# Recalcitrant Raccoons -HELP



## balanceact (Feb 14, 2004)

Stuck my head down the hole in the floor to check how much water was still under the house where I am installing a bathtub and replumbing for new fixtures and a raccoon was looking back at me. Fortunately, he/she wasn't that close, about 3' away and on the other side of some pipes, but this raccoon was not shy as I had a 500W light under the house and I had been sucking water out with a shopvac. I am not looking forward to finishing the plumbing until I can figure out a good way to wave good-bye to Rocky and friends. My worst nightmare is that a "Rockie" is a "Rockette" and has a brood under the house with her.
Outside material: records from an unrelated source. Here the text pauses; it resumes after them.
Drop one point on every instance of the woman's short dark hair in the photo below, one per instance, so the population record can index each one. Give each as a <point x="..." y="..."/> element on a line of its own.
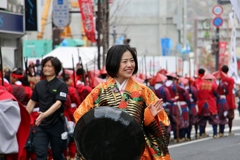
<point x="114" y="56"/>
<point x="225" y="69"/>
<point x="55" y="63"/>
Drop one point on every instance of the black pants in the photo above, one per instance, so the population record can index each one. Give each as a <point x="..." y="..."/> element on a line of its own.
<point x="53" y="135"/>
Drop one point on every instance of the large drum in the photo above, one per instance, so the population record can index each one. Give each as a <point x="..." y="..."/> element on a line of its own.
<point x="107" y="133"/>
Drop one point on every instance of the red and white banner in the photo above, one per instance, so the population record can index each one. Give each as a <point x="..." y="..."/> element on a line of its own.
<point x="223" y="56"/>
<point x="86" y="8"/>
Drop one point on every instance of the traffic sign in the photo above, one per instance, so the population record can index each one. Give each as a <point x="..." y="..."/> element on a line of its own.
<point x="217" y="10"/>
<point x="61" y="16"/>
<point x="217" y="21"/>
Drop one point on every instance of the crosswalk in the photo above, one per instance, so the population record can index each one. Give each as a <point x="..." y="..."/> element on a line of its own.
<point x="209" y="129"/>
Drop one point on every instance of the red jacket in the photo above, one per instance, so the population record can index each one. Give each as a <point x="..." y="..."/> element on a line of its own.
<point x="207" y="94"/>
<point x="230" y="96"/>
<point x="24" y="127"/>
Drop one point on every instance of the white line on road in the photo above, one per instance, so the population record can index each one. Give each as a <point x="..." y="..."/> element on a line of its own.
<point x="190" y="142"/>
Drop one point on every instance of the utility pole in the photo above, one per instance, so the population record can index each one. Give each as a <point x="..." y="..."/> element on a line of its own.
<point x="217" y="50"/>
<point x="184" y="23"/>
<point x="103" y="30"/>
<point x="99" y="39"/>
<point x="105" y="27"/>
<point x="114" y="34"/>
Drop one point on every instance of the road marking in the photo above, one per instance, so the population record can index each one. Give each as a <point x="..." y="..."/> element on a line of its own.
<point x="197" y="140"/>
<point x="190" y="142"/>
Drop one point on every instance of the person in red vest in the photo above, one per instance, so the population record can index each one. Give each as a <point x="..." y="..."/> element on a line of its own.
<point x="230" y="97"/>
<point x="198" y="80"/>
<point x="176" y="117"/>
<point x="15" y="126"/>
<point x="207" y="95"/>
<point x="222" y="105"/>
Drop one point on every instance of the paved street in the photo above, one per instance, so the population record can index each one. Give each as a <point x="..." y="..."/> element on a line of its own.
<point x="226" y="148"/>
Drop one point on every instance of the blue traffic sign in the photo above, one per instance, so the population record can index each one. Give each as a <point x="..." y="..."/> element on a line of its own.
<point x="217" y="21"/>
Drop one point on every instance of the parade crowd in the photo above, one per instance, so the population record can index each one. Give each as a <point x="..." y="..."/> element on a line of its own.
<point x="190" y="103"/>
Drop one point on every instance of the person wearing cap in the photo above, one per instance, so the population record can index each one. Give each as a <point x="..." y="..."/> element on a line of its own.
<point x="19" y="86"/>
<point x="176" y="117"/>
<point x="207" y="97"/>
<point x="222" y="105"/>
<point x="123" y="92"/>
<point x="230" y="96"/>
<point x="50" y="93"/>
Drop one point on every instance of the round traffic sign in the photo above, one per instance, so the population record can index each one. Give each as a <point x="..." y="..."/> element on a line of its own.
<point x="217" y="9"/>
<point x="217" y="21"/>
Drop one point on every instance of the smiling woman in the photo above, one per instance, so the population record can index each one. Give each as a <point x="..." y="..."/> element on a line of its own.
<point x="123" y="92"/>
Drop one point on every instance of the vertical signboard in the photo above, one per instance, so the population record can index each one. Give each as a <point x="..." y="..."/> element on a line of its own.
<point x="61" y="17"/>
<point x="31" y="15"/>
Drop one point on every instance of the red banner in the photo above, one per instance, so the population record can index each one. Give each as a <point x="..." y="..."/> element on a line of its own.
<point x="86" y="8"/>
<point x="223" y="57"/>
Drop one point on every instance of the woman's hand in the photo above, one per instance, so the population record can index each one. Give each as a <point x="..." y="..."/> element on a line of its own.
<point x="156" y="107"/>
<point x="41" y="116"/>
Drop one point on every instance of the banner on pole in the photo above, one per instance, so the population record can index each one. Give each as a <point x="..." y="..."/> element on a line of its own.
<point x="86" y="8"/>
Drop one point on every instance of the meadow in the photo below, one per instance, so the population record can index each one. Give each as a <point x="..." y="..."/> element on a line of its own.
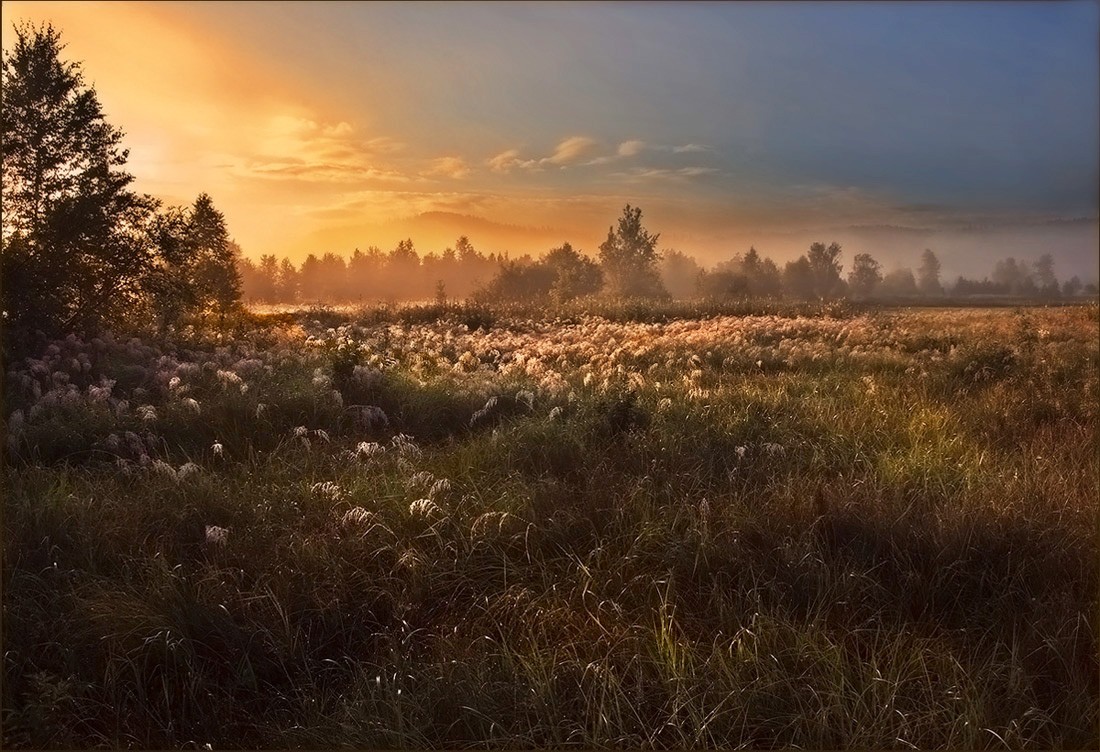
<point x="635" y="526"/>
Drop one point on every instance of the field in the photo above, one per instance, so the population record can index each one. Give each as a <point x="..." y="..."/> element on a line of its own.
<point x="491" y="528"/>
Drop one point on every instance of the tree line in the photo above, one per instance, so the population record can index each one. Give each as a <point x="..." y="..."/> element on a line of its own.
<point x="81" y="250"/>
<point x="628" y="265"/>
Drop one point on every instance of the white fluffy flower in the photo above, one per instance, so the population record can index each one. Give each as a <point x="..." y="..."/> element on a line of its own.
<point x="216" y="535"/>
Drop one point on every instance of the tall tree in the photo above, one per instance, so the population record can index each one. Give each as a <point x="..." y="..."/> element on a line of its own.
<point x="825" y="267"/>
<point x="629" y="257"/>
<point x="574" y="275"/>
<point x="865" y="276"/>
<point x="75" y="236"/>
<point x="213" y="257"/>
<point x="927" y="274"/>
<point x="1044" y="273"/>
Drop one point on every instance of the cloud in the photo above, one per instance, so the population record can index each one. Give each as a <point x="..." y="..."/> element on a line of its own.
<point x="383" y="206"/>
<point x="505" y="162"/>
<point x="292" y="146"/>
<point x="645" y="174"/>
<point x="567" y="152"/>
<point x="452" y="167"/>
<point x="570" y="150"/>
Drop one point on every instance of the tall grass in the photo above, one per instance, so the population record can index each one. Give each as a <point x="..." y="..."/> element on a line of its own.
<point x="881" y="537"/>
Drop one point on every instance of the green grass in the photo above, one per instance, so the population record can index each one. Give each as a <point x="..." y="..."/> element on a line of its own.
<point x="836" y="549"/>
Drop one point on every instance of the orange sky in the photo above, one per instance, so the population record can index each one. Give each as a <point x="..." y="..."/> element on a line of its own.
<point x="326" y="126"/>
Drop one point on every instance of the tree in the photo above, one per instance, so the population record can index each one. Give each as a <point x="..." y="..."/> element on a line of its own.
<point x="1044" y="272"/>
<point x="629" y="258"/>
<point x="574" y="275"/>
<point x="865" y="276"/>
<point x="927" y="274"/>
<point x="680" y="274"/>
<point x="825" y="267"/>
<point x="899" y="284"/>
<point x="799" y="278"/>
<point x="76" y="242"/>
<point x="212" y="257"/>
<point x="1010" y="276"/>
<point x="289" y="282"/>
Protective mothers are dangerous animals. Its a little late now to close up the outside grate that I left open, in fact, that's the way I'd like them '***** to exit.

Any effective sure-fire plans for this problem?? Sound blasts? Smoke?. Poison bait, (not my favorite)? Sawed-off shotguns? There is not a lot of space to turn around in the muddy wet crawl space and if a raccoon chose to attack, it could get ugly. I'd rather watch Stephen King movies on the big screen instead of becoming the victim in one of them....

Open to suggestions, balanceact


----------



## Kim1181 (Jan 21, 2004)

Get a live trap (you might be able to borrow one from a pest control company), set it outside of the open grate and bait it with sardines. Catch the rascal and carry it far from home and turn it lose. As far as whether or not there are babies, I can't help you with that... sorry.


----------



## balanceact (Feb 14, 2004)

Thanks Kim for your suggestions. I kind of like the idea of trapping the little critter myself, but I will wait unti tomorrow when I can get in touch with the Humane Society and the Animal control people here in Redwood City, Ca. before making a definitive move.

wayne


----------



## Kim1181 (Jan 21, 2004)

Your welcome Wayne. I've worked for a pest control company for 18 years and we've caught and released plenty of raccoons and opposums. Good luck with yours and keep us posted.

Kim


----------



## Teetorbilt (Feb 12, 2004)

We use mothballs, they also keep critters out of your flowerbeds and veggie garden.


----------



## balanceact (Feb 14, 2004)

Teetorbilt and Kim

Another contractor friend also rcommended mothballs.

After my initial confrontation and subsequent fantasies nothing happened! I suspect that the '**** was even more afraid of me and left the crawl space. I had left the acess cover off and I put down flour in front of it to see if critters were going in or out. Not a track to be seen in two days, so I closed up the access and checked that there wasn't any other way in. 

The next time I went under the house through the bathroom floor, I checked around and I carried a long stick just in case I had to fend off a trapped raccoon under the house. 3 days now and no sign of Rocky so I think my legs are safe and my nightmare nights are over.

Thanks for all your suggestions, wayne


----------